Keras: rebuild to connect lstm and conv

This question exists as a github issue . I would like to build a neural network in Keras, which contains both 2D convolutions and the LSTM layer.

The network must classify MNIST. The training data in MNIST is 60,000 images with a gray scale from handwritten digits from 0 to 9. Each image has a size of 28x28 pixels.

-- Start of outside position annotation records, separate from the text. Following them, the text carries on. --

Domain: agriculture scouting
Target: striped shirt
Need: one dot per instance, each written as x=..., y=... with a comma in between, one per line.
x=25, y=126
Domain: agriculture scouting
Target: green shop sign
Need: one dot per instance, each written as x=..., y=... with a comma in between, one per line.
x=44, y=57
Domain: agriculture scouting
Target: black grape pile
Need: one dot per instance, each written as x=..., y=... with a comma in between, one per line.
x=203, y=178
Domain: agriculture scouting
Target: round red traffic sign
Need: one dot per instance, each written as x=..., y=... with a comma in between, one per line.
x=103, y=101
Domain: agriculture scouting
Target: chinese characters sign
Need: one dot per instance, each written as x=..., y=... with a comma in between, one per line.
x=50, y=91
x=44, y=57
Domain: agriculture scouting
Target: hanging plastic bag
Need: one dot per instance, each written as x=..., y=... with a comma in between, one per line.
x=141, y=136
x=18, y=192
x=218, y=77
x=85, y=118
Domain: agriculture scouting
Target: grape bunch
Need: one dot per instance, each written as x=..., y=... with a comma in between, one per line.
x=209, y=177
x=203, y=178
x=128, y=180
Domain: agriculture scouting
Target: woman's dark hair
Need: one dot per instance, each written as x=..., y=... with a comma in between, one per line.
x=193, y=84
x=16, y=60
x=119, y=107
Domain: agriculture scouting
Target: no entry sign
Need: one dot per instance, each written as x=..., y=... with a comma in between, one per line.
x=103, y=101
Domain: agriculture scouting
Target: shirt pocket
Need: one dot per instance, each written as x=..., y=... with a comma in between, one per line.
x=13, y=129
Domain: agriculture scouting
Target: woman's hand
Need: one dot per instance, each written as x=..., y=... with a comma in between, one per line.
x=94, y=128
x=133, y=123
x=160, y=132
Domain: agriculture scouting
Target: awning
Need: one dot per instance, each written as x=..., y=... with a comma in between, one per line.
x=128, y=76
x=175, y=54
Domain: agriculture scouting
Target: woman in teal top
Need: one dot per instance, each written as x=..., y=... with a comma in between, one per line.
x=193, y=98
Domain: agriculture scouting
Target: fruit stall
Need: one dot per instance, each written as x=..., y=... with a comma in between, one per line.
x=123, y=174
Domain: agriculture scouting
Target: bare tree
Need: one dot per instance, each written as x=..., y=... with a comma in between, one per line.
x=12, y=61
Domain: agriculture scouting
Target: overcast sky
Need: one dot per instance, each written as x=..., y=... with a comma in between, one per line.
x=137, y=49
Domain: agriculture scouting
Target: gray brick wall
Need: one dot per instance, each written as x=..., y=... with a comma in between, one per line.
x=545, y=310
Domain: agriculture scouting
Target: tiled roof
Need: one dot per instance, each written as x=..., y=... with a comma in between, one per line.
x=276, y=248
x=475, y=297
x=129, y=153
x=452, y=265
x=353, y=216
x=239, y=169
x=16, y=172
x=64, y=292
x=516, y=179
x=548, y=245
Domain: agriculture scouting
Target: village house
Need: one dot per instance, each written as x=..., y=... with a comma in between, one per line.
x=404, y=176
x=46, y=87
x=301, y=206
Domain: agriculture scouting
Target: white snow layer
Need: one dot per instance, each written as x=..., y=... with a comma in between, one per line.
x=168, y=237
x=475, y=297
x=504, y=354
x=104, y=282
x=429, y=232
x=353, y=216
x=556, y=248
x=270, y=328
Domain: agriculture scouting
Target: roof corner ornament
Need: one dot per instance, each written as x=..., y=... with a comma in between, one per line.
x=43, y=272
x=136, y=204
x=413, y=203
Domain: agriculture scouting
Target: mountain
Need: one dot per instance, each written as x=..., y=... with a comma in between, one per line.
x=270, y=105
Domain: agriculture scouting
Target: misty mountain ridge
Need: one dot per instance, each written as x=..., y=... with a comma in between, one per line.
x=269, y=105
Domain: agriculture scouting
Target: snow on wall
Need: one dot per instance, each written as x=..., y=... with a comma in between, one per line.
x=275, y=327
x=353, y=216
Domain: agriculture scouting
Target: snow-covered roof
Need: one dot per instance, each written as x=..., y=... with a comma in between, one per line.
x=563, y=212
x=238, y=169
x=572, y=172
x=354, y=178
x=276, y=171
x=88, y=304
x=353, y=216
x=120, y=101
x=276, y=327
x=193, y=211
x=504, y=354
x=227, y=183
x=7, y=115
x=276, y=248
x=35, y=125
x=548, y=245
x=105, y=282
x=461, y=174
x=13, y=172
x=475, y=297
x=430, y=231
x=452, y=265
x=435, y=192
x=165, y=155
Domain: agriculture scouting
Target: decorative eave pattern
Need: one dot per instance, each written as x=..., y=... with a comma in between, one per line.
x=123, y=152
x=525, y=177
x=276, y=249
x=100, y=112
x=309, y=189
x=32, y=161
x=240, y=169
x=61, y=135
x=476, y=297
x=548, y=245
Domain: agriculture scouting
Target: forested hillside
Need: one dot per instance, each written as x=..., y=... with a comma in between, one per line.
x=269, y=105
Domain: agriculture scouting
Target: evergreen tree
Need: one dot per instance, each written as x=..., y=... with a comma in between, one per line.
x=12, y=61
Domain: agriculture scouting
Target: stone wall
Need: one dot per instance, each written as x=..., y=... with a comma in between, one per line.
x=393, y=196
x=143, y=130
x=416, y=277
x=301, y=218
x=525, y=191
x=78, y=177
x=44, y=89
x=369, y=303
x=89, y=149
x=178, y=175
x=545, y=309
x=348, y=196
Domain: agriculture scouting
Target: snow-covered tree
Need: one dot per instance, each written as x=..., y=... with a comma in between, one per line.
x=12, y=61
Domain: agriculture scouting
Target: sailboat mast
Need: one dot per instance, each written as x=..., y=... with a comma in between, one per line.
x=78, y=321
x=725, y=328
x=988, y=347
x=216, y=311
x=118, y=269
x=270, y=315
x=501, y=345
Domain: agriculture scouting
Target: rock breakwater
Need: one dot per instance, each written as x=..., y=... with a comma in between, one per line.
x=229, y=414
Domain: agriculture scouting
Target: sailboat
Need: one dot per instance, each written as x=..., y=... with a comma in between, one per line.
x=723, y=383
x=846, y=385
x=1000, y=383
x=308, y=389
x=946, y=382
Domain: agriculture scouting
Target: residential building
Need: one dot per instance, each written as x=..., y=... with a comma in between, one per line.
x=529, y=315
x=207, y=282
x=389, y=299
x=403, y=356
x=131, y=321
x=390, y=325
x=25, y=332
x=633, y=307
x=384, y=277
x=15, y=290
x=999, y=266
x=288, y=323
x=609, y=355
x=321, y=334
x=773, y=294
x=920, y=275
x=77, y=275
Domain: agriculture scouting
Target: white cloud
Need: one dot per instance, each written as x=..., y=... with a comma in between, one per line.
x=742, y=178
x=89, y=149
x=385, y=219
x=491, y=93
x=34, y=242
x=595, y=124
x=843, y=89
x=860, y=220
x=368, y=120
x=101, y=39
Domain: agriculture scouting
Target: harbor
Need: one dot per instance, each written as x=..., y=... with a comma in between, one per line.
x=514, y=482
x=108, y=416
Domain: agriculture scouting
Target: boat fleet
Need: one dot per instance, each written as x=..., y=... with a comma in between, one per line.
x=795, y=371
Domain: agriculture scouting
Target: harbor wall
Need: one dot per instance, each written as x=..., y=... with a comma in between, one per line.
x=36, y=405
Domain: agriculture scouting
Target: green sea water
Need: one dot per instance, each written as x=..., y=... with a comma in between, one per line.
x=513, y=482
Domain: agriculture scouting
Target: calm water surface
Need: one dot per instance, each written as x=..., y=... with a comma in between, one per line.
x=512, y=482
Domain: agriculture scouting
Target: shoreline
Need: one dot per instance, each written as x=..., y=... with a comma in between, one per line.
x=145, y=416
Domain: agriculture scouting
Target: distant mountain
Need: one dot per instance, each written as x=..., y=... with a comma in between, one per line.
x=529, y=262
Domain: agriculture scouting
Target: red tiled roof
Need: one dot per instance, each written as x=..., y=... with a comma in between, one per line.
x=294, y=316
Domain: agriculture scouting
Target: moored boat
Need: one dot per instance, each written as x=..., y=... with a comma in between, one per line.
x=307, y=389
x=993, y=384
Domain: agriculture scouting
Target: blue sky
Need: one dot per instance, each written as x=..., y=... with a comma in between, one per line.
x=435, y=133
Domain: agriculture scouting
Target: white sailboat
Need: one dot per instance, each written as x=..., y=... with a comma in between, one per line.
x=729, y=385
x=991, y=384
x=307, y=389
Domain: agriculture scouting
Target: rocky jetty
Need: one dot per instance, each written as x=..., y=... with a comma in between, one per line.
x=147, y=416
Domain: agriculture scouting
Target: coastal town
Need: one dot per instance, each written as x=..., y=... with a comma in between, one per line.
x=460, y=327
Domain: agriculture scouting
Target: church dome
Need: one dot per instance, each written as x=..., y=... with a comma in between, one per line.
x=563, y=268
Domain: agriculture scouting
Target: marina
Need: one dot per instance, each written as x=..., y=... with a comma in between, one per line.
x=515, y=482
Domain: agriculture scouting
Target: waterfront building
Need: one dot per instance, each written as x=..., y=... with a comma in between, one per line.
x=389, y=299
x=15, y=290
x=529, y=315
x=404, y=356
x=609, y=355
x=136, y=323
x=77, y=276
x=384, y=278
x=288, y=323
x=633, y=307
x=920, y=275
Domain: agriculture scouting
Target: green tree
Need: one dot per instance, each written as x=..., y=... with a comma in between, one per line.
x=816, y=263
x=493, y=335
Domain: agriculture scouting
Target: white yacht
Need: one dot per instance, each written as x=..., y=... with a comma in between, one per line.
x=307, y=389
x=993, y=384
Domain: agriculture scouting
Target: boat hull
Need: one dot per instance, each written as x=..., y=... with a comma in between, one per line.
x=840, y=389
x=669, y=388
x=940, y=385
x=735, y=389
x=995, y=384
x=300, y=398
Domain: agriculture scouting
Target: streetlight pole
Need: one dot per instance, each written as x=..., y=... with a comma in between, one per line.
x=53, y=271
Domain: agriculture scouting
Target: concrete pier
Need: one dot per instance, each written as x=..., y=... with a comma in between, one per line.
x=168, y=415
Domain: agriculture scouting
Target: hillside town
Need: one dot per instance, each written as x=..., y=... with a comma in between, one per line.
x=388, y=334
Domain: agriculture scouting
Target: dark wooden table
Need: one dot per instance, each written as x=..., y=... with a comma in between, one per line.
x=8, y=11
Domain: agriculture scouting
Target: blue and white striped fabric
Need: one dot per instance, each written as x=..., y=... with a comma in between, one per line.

I divided the images into four parts (left / right, up / down) and rearranged them in four orders to get sequences for LSTM.

| | |1 | 2| |image| -> ------- -> 4 sequences: |1|2|3|4|, |4|3|2|1|, |1|3|2|4|, |4|2|3|1| | | |3 | 4| 

One of the small sub-images has a size of 14 x 14. Four sequences are stacked together in width (it does not matter whether the width or height).

This creates a vector with the shape [60000, 4, 1, 56, 14], where:

  • 60,000 - number of samples
  • 4 - the number of elements in the sequence (the number of time stamps)
  • 1 - color depth (shades of gray)
  • 56 and 14 - width and height

Now this should be given to the Keras model. The problem is resizing input between CNN and LSTM. I searched the web and found this question: Python keras, how to resize input after convolution layer to lstm layer

The solution is similar to a Reshape layer, which aligns the image, but retains timestamps (unlike the Flatten layer, which destroys everything except batch_size).

Here is my code:

 nb_filters=32 kernel_size=(3,3) pool_size=(2,2) nb_classes=10 batch_size=64 model=Sequential() model.add(Convolution2D(nb_filters, kernel_size[0], kernel_size[1], border_mode="valid", input_shape=[1,56,14])) model.add(Activation("relu")) model.add(Convolution2D(nb_filters, kernel_size[0], kernel_size[1])) model.add(Activation("relu")) model.add(MaxPooling2D(pool_size=pool_size)) model.add(Reshape((56*14,))) model.add(Dropout(0.25)) model.add(LSTM(5)) model.add(Dense(50)) model.add(Dense(nb_classes)) model.add(Activation("softmax")) 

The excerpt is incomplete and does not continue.